The mayor’s latest plan includes:
• Assigning 148 police officers in 78 vehicles to cover mass transit routes and CTA stations before and after schools. Particular attention will be paid to the 95th Street Bus Terminal, where students from multiple high schools converge.
• Using federal stimulus funds to bankroll three hours of daily overtime for 44 officers who will extend their shifts to coincide with school dismissal times.
• Using $1 million in proceeds from the $1.15 billion parking meter lease to fund 500 jobs and other after-school programs for young people, including those those most “at-risk” who agree to return to school or enroll in a GED program.
• Forging a new partnership with the United Way of Metropolitan Chicago to place 100 students in short-term jobs in impoverished communities.
• Expanding to three more “at-risk” neighborhoods a Community Intervention Program that helped to reduce crime in Englewood this summer.
• Moving up the timetable of Schools CEO Ron Huberman’s $30 million school violence plan targeting the 1,200 students most likely to be shot. By the end of November, 200 of those students will get mentoring and educational support, social services and jobs in their neighborhoods.
Conspicuously absent is a change in attendance boundaries demanded by Far South Side Aldermen Anthony Beale (9th) and Carrie Austin (34th).
They want the Board of Education to either convert a shuttered Carver Middle School into a high school for kids from Altgeld Gardens or allow Altgeld kids to go to Carver Military Academy without testing in.
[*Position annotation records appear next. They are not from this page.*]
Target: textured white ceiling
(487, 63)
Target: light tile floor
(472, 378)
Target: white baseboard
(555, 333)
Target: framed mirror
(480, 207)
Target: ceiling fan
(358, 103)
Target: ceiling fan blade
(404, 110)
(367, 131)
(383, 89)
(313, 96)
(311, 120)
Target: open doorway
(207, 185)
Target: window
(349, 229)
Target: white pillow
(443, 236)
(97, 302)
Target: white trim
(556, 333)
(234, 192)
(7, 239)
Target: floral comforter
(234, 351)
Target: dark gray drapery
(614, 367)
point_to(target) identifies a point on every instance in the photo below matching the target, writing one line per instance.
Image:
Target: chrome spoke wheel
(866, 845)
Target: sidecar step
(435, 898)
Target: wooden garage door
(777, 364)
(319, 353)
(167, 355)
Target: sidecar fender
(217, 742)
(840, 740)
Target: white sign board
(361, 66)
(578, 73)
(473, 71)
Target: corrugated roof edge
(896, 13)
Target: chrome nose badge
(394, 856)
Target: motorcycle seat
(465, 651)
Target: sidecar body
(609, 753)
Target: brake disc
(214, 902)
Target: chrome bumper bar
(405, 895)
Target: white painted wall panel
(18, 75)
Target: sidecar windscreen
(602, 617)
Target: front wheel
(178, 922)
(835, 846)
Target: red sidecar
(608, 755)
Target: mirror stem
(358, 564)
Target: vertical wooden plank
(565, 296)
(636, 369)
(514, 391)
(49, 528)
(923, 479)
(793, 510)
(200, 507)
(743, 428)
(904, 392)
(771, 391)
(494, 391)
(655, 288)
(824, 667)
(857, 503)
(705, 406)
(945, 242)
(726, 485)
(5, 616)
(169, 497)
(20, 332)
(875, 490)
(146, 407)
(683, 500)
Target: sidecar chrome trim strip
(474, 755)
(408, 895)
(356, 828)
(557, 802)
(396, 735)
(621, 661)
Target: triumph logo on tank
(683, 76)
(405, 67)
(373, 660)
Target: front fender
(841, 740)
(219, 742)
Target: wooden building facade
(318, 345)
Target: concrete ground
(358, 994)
“The day that the city of Chicago decides to divide schools by gang territory, that’s the day we have given up the city. The day I tell a child that, since you live north of this street, you can’t go to school south of that street … that is the day you have given up on society. And I will never give that up,” Daley said.
Chicago Police have stressed that Derrion’s death was not gang-related. He was killed during a brawl between students from Altgeld and a neighborhood closer to Fenger known as the “Ville.”
In the two weeks since Derrion’s death, nine school buses have been ferrying Altgeld kids to Fenger to ensure their safety.
Austin was standing behind the mayor when Daley drew a line in the sand on the issue of school boundaries. Afterward, she said, “He may not understand the dynamics of what we’re saying. We’re just asking for a part of [Carver] to be open enrollment.”
Beale added, “We need to open up a school in Altgeld as soon as possible. …We have an empty grammar there. We can open that up into a high school as well as partition Carver and put two schools in Carver. That building is so under-utilized, it’s unbelievable.”